Mehdi Razavi, director of electrophysiology clinical research at the Texas Heart Institute (THI), brought his idea to Rice last year. He had had success in the past working with students at the Oshman Engineering Design Kitchen (OEDK). "One of the highlights of working in the medical center is working with Rice and Maria (Oden) on senior design projects," said Razavi, co-adviser on the project with Oden, OEDK director and a professor in the practice of engineering education.
He found his inspiration on the job.
"Almost all of these ideas come during a procedure, when you have the 'What if?' moment," Razavi said. "I was in the midst of a surgical procedure on a very obese patient when he started snoring, which implies the airway may be a little bit occluded. We could see that his oxygen levels were going down, and he was trying to push against his abdominal contents to breathe.
"I thought if there was a way to support his belly, he would probably do much better and there would be less chance of having to declare an emergency and put a breathing tube in," he said.
Razavi envisioned a device that could not only help patients breathe by gently relieving pressure on the abdomen, but would also save hospitals money. "Hospitals aren't reimbursed by the insurance companies for medical complications," he said. "This could help avoid the cost of having to put a breathing tube in, which is not going to be reimbursed."
The doctor's pitch to the Rice students "sounded a little weird," Truong said. But a search of the literature by Razavi and the team turned up no evidence that such a device already existed.
"I would have heard about it," Razavi said.
"We asked around to see if doctors were interested," Prevost said. "It seems like it's an issue they just deal with. They get assistants to hold up the weight or pick it up themselves, but when we asked them if they'd be interested in a device, they said, 'Yeah, that would be good.'"
Razavi, a cardiologist, installs pacemakers through the chest and accesses arteries to the heart through the groin. He said he would use a respiratory assist device "for everything I do. A lot of the time, the abdominal content pushes down and distorts the whole anatomy of the groin, so I could use this to hold it back. But I can see it being used in any number of ways, not only in hospitals and cardiac catheterization labs but also in outpatient clinics."

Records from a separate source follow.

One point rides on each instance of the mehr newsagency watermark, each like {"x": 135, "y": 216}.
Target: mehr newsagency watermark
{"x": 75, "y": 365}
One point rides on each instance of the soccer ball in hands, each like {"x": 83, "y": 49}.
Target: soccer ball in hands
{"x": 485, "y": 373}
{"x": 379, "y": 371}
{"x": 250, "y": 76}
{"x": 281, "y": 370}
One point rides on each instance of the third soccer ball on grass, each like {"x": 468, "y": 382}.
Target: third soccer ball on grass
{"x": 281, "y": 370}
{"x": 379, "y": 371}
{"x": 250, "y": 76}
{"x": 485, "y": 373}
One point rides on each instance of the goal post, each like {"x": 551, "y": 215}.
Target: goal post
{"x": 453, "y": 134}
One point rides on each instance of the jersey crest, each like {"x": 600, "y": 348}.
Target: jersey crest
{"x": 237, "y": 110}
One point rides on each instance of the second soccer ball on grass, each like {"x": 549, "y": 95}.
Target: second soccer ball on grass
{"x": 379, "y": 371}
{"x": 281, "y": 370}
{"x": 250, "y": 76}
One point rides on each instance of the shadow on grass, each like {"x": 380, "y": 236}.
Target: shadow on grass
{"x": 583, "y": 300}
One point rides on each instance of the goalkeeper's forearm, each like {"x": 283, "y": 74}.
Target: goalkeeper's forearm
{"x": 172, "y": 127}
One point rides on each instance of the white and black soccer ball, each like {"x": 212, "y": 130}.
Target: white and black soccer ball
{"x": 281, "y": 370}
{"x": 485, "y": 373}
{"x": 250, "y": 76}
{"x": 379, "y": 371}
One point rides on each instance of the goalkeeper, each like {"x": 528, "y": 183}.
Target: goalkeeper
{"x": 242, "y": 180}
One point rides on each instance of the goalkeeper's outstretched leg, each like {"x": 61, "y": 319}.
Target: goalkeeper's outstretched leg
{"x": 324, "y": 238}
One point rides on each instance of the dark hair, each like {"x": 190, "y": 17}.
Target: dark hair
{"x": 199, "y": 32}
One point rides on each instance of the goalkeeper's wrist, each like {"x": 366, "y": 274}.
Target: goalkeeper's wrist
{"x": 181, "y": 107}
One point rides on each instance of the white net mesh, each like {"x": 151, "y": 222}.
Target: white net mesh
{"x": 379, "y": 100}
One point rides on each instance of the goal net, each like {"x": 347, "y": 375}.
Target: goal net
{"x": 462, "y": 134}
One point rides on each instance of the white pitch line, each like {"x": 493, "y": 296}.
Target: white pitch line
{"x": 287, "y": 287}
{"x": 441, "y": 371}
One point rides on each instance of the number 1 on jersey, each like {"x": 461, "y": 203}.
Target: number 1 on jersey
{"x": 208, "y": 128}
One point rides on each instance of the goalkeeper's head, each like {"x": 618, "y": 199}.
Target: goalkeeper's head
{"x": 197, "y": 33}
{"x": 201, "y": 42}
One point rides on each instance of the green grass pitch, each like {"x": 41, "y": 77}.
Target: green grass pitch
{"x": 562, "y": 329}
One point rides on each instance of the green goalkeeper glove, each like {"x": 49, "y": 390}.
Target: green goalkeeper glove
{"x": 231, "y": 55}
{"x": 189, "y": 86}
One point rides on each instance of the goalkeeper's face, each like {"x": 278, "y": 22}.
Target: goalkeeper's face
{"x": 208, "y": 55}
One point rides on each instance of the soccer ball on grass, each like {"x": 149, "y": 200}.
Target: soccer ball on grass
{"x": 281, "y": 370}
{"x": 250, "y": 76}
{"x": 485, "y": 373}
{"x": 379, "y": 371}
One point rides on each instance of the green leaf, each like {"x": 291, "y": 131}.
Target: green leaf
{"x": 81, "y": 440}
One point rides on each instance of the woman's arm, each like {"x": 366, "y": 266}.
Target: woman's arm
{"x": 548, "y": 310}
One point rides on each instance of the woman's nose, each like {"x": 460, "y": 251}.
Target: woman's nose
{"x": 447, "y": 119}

Once they decided noninvasive suction was the proper approach, the students needed suction cups that would gently caress the skin without bruising it while maintaining the vacuum. "The cups we used come from breast pumps," Yoon explained. "They have flexible rubber rims that conform to the contours of the skin, so they keep a good seal."
The cups, which would link to an operating room's vacuum system, are suspended from a horizontal beam that bears the weight. The students and Razavi served as test subjects for the prototype by lying on their backs with a weighted slab of silicone, which mimics human tissue, on their chests.
"It was a simple, nothing-can-go-wrong test," Ochoa said. "We had the subjects lie down on a table, and we put 40 lbs of weight on their stomachs to see how their vitals changed. We expected their CO2 levels to drop—we had a pulse oximeter on them—but we didn't find a statistically significant change. But we did find their heart rates increasing quite a bit to compensate."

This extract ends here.